RPC and Pallas Partners secure key arbitration hires in London

As RPC appoints London team head from Stephenson Harwood, Pallas builds on launch with first partner lateral

Shai Wade (left) and Nelson Goh

Two eye-catching hires this week have seen RPC and the recently launched Pallas Partners boost their ranks of arbitration partners.

RPC is celebrating the arrival of Shai Wade from London rival Stephenson Harwood while Boies Schiller Flexner’s former deputy chair, Natasha Harrison, has secured her new firm’s first lateral partner recruit: Debevoise & Plimpton counsel Nelson Goh.

Wade, who is well-liked in arbitration circles, announced his departure from Stephenson Harwood in an amicable post on LinkedIn last week, thanking his former partners for their support and friendship during ten years at the firm.

Active in all the major arbitral institutions, he will bring 25 years of practice to his new role heading RPC’s London arbitration team and it is expected he will eventually succeed practice chair Jonathan Wood. 

His sectoral experience fits the firm’s key practice areas and includes infrastructure; international sale of goods; upstream oil and gas and energy; and joint venture, partnership and shareholder disputes. He is also developing an arbitrator practice, which, like Wood's, will be run alongside his counsel work.

RPC said Wade’s hire reflected its strategy of boosting its disputes resolution capabilities in London and Asia. In 2020, it hired Singaporean disputes partners Swee Siang Boey and Yuankai Lin from Bird & Bird, but the firm suffered a setback this January when London head of civil fraud Andy McGregor was snapped up by Allen & Overy

“As the international arbitration market continues to grow at a record pace, Shai’s arrival could not have come at a better time,” said Wood.

At RPC, Wade will team up with London-based arbitration partners Tatiana Minaeva, who joined in 2019 from Jones Day, Charles Allen, and the vastly experienced Wood.

Wade is no stranger to the team; both he and Minaeva were leading lights in arranging Tel Aviv Arbitration Week, which took place in March, and were also prominent at last month’s London International Disputes Week.

Meanwhile, at Pallas Partners, which was launched amid a blaze of publicity by Harrison in February, an important landmark has been reached with the arrival of Goh, who becomes its seventh partner.

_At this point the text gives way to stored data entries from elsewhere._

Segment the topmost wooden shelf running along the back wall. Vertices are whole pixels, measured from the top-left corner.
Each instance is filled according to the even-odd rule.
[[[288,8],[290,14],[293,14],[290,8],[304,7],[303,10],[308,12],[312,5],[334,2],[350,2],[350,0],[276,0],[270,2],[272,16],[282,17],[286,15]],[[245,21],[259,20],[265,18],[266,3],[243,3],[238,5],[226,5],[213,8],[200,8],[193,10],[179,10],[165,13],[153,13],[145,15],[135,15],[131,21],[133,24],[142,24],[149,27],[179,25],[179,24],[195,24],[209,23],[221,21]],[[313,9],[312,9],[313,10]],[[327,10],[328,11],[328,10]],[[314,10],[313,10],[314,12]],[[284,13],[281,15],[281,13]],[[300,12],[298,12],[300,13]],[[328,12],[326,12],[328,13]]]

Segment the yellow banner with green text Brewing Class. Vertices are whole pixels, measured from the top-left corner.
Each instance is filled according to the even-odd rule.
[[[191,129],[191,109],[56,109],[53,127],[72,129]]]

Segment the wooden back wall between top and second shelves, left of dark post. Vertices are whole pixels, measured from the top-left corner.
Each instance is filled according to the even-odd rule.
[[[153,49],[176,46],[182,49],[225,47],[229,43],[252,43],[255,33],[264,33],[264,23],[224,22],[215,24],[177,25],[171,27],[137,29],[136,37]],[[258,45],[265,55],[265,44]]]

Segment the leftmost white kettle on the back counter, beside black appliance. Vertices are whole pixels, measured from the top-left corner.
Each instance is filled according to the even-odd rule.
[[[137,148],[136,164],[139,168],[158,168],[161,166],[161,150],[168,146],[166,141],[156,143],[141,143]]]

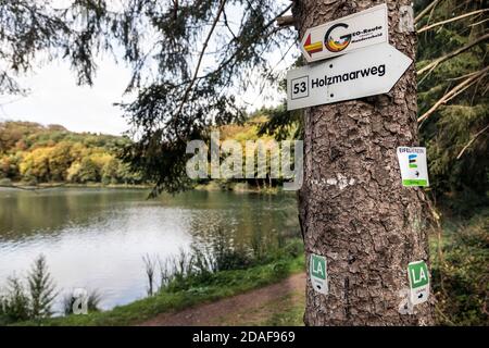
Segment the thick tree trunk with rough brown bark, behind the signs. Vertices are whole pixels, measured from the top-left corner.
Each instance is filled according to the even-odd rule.
[[[411,0],[386,1],[390,45],[415,58],[415,33],[398,28]],[[298,0],[299,37],[310,27],[384,1]],[[348,53],[347,53],[348,54]],[[308,270],[326,257],[329,294],[308,277],[306,325],[429,325],[430,303],[402,314],[408,264],[428,261],[425,196],[403,188],[398,146],[417,145],[414,64],[388,95],[309,108],[304,112],[304,184],[299,211]],[[308,271],[309,272],[309,271]]]

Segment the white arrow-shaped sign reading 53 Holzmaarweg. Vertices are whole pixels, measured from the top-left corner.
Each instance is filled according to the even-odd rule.
[[[388,92],[413,60],[388,44],[287,73],[287,109]]]

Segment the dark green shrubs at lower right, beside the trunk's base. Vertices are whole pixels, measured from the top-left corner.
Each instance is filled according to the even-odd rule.
[[[488,325],[489,213],[444,236],[443,259],[432,262],[438,321],[443,325]]]

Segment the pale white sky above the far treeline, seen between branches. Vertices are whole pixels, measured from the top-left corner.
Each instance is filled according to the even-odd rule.
[[[283,62],[287,64],[290,62]],[[17,80],[29,90],[25,97],[0,95],[0,122],[22,120],[41,124],[60,124],[72,132],[92,132],[121,135],[128,129],[122,110],[114,102],[130,101],[123,96],[130,78],[130,70],[112,59],[97,61],[97,76],[92,87],[77,86],[66,62],[54,61],[38,67]],[[205,65],[205,64],[203,64]],[[281,97],[265,100],[255,90],[239,96],[248,109],[279,103]]]

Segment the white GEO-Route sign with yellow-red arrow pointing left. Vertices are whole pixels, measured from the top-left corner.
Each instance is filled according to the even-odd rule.
[[[308,29],[301,50],[308,62],[315,62],[388,42],[388,33],[387,5],[384,3]]]

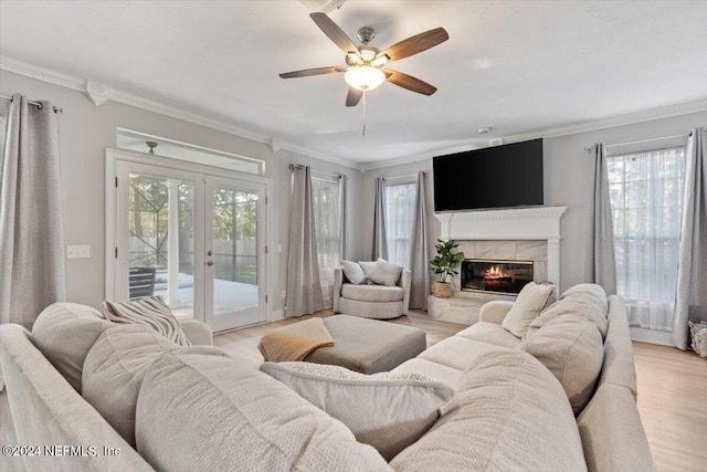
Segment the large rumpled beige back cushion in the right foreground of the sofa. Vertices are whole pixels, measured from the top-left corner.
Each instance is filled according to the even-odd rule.
[[[557,379],[532,356],[479,356],[441,418],[390,465],[404,471],[583,471],[577,423]]]

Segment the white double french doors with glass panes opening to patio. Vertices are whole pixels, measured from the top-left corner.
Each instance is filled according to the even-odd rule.
[[[266,321],[266,183],[180,167],[115,160],[113,297],[162,295],[214,332]]]

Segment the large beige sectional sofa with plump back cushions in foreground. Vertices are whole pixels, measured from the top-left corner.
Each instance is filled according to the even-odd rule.
[[[409,401],[407,381],[451,395],[429,430],[387,459],[328,413],[356,405],[354,413],[366,415],[355,388],[319,409],[210,346],[208,328],[193,322],[184,332],[201,346],[180,347],[144,327],[112,325],[89,307],[55,304],[33,333],[0,326],[0,366],[18,444],[74,448],[61,457],[23,450],[28,470],[651,471],[625,310],[600,290],[566,292],[525,339],[504,331],[511,305],[495,302],[479,323],[391,374],[361,380],[339,373],[331,384],[358,382],[373,399],[379,380],[402,391],[387,405],[393,413]],[[578,342],[597,336],[599,352]],[[599,369],[580,366],[582,357],[595,366],[597,356]],[[594,378],[578,369],[595,370]]]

While arbitration is not Goh’s only skill – a dual-qualified London and Singaporean lawyer, he has litigation experience ranging from antitrust, climate change litigation, and public international law claims – it is a mainstay of his practice.

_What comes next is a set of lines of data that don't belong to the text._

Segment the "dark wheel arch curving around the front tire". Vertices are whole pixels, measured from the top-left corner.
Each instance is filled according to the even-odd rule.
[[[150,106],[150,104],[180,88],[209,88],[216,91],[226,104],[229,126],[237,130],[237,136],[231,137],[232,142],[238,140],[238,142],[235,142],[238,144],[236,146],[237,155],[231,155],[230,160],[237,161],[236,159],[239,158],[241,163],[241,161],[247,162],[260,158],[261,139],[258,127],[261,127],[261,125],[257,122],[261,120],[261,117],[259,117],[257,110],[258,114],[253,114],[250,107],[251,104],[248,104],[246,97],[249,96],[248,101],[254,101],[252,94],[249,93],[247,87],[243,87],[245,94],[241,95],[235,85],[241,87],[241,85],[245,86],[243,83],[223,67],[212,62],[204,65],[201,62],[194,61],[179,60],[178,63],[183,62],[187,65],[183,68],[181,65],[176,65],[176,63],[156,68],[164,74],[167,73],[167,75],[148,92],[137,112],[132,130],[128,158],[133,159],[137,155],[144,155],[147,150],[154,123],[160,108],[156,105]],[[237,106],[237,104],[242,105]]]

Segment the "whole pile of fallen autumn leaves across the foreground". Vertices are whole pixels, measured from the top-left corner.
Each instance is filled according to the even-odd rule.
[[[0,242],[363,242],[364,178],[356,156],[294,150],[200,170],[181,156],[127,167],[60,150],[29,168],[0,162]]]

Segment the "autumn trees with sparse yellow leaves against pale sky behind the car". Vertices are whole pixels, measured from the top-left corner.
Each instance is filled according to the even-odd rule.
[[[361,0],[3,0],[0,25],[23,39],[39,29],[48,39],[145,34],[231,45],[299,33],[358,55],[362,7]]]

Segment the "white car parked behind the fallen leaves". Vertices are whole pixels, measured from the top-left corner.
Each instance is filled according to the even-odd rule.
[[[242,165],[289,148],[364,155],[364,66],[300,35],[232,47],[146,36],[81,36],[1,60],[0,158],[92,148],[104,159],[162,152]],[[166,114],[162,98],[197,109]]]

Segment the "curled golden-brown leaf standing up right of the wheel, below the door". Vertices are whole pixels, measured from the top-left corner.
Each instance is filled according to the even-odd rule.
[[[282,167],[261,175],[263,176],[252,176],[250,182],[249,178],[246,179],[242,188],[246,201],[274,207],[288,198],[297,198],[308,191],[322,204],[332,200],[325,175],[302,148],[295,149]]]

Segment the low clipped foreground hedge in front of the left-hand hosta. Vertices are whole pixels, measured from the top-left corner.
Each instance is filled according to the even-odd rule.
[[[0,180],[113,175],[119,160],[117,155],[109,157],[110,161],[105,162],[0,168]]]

Work highlights in this area include acting for an Asian state-owned oil company in a joint-venture dispute concerning a high-profile energy project in Africa.
 
He has experience in energy, joint-venture and general commercial disputes, including those with an Asian nexus. He also maintains a strong academic profile, notably as a fellow at his alma mater, the National University of Singapore. 

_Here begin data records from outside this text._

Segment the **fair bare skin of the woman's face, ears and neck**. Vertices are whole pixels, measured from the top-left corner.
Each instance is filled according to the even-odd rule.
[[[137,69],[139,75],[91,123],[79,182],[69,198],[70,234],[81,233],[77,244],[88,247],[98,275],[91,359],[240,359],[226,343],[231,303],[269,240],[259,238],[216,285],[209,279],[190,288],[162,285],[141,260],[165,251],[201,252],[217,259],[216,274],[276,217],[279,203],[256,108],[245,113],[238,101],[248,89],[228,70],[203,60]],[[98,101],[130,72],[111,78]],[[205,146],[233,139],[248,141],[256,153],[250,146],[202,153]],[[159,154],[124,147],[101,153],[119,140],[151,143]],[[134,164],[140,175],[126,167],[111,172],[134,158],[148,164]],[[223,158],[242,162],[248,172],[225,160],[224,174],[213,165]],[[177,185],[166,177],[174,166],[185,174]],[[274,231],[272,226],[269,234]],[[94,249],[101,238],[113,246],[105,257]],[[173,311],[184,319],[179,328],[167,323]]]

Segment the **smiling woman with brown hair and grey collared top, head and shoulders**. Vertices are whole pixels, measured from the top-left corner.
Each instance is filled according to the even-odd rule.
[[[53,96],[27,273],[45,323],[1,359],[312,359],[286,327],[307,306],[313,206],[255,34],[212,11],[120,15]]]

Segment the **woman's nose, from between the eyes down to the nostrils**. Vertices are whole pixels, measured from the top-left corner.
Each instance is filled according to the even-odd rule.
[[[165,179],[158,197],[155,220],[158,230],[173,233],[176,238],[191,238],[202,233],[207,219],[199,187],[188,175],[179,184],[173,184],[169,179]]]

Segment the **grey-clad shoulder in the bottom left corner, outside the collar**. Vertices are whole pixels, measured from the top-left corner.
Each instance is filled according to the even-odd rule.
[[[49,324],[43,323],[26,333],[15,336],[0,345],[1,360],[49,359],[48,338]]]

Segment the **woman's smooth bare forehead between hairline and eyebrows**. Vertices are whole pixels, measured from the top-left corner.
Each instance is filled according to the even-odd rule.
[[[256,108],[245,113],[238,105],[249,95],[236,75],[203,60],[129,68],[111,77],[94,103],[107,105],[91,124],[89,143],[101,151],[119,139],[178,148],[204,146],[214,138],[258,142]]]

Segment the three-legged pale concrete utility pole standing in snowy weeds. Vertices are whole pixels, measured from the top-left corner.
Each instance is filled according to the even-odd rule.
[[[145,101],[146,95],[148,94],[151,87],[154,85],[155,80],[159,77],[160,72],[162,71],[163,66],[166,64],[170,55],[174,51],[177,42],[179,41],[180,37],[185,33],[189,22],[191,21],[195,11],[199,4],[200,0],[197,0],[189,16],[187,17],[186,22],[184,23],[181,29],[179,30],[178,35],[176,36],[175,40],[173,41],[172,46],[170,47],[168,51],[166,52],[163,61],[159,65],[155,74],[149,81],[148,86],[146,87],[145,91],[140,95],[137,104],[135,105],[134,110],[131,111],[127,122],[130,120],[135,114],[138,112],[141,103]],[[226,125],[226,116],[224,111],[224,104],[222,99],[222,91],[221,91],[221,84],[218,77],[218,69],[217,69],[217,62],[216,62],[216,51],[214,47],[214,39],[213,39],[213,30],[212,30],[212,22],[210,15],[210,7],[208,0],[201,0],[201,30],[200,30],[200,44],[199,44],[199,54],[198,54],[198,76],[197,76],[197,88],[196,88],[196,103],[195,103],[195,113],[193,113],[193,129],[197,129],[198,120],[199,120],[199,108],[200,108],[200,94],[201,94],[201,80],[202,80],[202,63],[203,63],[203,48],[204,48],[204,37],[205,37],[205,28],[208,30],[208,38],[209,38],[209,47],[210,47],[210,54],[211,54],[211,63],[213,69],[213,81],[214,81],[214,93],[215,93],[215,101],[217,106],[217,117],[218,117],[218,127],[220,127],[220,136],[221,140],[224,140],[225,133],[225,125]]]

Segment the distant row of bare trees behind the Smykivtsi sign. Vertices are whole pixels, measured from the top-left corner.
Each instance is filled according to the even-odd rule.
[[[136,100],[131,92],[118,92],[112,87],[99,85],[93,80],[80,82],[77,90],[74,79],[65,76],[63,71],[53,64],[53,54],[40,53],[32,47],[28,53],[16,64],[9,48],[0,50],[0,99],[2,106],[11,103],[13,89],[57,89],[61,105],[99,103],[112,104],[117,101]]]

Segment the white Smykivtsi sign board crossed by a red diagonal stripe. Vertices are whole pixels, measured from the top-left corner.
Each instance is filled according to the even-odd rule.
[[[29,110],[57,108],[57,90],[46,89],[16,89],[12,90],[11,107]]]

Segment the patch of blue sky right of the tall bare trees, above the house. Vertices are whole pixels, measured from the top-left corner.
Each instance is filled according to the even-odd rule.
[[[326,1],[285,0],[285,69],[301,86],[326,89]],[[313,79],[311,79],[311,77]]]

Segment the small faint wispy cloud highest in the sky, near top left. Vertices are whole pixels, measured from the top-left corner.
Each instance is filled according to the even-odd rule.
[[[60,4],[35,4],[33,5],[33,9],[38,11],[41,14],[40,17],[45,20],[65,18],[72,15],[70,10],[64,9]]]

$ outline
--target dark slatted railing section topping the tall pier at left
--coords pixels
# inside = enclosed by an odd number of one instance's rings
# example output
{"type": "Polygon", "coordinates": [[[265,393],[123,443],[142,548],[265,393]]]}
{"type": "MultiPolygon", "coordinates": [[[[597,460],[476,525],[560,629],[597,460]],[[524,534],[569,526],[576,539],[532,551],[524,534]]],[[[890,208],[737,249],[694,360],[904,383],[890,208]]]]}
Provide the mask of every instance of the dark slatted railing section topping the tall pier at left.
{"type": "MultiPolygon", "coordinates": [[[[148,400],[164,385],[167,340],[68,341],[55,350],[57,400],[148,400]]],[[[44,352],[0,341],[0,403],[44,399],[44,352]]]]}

Goh said he was attracted by the challenge Pallas presented as “a different kind of law firm” and highlighted its commitment to ESG and pro bono work. 

His pro bono work includes assisting the Clooney Foundation for Justice, and Chab Dai UK, an anti-human trafficking NGO.

Before legal practice, Goh served his national service in the Singapore Navy and was awarded the Sword of Honour on graduation as an officer cadet before later qualifying with leading Singaporean independent Rajah & Tann. 

The move reunites him with former colleagues at Pallas, having spent two-and-a-half years at Boies Schiller's London office before joining Debevoise in 2018.